Optogenetic Stimulation for Axonal Regeneration

Richard Lee, MD, PhD Bascom Palmer Eye Institute


Glaucoma is an eye disease that is associated with damage to retinal ganglion cells (RGCs) and the connections of these cells to the brain that allow for vision. Using a method to specifically stimulate damaged RGCs, Dr. Lee’s team has forced these cells to regrow new connections toward the brain after damage. The goal of the team is to use this new method of stimulation to prevent RGCs from losing these brain connections by allowing them to maintain these brain connections and, therefore, preserve vision.

Project Details

Nerve cells that die in the eye due to glaucoma normally do not regrow, resulting in irreversible blindness. This research project uses new molecular genetic approaches to force dying nerve cells to grow new nerve connections.

Glaucoma is associated with the permanent loss of nerve cells in the eye which allow for vision. One of the first signs of glaucoma is the loss of the connections from eye nerve cells to the areas of the brain responsible for vision. This project identifies the time course and pattern of nerve connection loss and uses a novel method to force regrowth of new nerve connections that could lead to recovery of vision.

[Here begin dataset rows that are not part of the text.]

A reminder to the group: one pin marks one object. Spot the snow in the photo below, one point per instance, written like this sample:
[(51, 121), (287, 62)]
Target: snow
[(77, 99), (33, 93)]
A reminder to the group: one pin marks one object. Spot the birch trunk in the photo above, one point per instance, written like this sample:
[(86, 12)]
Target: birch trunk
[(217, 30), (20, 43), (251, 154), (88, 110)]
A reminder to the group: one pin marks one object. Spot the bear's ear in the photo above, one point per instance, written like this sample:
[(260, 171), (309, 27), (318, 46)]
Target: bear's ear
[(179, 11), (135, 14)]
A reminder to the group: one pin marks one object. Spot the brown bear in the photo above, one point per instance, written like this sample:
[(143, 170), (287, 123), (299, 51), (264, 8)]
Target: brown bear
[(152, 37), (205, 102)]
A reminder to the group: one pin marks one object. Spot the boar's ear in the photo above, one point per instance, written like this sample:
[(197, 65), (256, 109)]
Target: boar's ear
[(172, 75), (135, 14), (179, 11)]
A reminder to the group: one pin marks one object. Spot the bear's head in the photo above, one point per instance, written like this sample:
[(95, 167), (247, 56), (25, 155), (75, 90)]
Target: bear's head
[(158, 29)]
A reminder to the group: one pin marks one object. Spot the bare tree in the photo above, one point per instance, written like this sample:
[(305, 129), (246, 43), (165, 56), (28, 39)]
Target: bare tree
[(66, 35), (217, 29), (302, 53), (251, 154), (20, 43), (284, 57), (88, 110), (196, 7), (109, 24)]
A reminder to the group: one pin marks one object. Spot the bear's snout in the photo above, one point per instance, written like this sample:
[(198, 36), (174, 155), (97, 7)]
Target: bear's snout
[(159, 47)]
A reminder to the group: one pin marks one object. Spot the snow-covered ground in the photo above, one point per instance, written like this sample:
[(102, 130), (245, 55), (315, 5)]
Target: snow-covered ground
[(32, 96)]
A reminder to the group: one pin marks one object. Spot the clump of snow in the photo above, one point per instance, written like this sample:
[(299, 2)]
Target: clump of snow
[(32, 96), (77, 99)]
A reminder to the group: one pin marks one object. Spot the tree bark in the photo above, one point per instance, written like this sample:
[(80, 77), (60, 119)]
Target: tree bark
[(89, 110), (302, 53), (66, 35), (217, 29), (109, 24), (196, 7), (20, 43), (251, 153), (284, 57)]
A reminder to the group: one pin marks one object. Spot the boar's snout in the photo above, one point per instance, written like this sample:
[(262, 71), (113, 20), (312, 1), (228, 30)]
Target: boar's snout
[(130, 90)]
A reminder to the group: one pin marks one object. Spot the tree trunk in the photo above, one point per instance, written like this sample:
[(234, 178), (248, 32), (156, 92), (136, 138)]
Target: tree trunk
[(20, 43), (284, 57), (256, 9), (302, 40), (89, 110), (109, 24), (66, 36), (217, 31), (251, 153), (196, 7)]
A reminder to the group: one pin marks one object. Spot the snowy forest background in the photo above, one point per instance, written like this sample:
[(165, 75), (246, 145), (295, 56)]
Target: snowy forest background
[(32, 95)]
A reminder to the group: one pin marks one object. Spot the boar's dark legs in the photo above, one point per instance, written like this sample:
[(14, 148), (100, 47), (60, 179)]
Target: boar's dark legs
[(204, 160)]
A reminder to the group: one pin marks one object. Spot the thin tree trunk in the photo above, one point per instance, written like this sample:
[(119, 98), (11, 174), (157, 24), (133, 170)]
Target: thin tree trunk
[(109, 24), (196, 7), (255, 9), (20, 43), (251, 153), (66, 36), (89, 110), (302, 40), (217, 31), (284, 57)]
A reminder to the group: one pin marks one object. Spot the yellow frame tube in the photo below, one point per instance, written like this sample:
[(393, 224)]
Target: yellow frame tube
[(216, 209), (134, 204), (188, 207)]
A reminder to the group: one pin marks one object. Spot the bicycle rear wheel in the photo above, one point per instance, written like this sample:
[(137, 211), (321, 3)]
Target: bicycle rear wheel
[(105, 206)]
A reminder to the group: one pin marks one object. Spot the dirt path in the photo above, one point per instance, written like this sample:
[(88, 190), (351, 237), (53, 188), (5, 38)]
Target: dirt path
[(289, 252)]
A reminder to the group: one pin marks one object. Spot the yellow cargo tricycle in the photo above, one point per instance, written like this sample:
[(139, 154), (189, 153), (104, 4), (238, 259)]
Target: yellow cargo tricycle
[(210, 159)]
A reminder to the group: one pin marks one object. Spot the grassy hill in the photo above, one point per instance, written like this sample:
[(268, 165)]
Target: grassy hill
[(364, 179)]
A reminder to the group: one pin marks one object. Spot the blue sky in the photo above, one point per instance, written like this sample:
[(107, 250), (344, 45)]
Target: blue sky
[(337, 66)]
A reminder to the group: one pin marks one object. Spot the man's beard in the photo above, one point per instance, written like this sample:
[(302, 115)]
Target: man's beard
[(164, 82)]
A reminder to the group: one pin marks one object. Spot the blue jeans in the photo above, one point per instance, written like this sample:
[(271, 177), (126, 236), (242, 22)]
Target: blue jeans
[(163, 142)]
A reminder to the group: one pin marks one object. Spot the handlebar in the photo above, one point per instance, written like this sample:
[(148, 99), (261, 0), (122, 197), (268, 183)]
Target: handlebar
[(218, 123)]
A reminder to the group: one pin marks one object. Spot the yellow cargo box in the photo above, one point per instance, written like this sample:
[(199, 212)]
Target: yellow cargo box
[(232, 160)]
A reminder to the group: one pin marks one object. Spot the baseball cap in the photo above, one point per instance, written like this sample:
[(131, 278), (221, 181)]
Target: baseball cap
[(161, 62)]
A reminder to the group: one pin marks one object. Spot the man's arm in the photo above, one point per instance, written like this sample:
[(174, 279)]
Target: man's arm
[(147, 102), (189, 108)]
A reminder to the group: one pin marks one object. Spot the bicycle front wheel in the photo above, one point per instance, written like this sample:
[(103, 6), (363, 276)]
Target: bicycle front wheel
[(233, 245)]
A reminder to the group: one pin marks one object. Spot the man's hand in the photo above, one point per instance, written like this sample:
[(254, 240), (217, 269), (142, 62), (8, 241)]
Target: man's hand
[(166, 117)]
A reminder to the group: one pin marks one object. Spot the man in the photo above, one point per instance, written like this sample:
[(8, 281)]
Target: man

Using newly developed, cutting edge technologies, Dr. Lee’s team was able to image the nerve connections in the eyes of animals with acute injury to the nerve cells in the retina. This imaging technique is a modified version of the optical coherence tomography (OCT) technology that is currently being used on the human eye for clinical quantification of nerve tissue in the clinic. In addition, the team genetically engineered animal nerve cells that can be directly imaged in the live animal and followed over the time in a manner that is not possible in the human eye, but which provides important information to correlate nerve cell loss with nerve connection (axon) loss.

Dr. Lee’s team is using a newly developed genetic stimulation model to force the growth of nerve connections from injured nerve cells in the live animal model. By understanding the natural time course of vision loss in this acute nerve injury model of glaucoma, the team could follow treatment interventions in the same animal over time in a manner not possible in the past. This combination of genetic and technological innovation has not been used in the past and forms a powerful new platform through which Dr. Lee’s team will identify and test multiple types of treatments to protect nerves and nerve connections from degenerating due to glaucoma.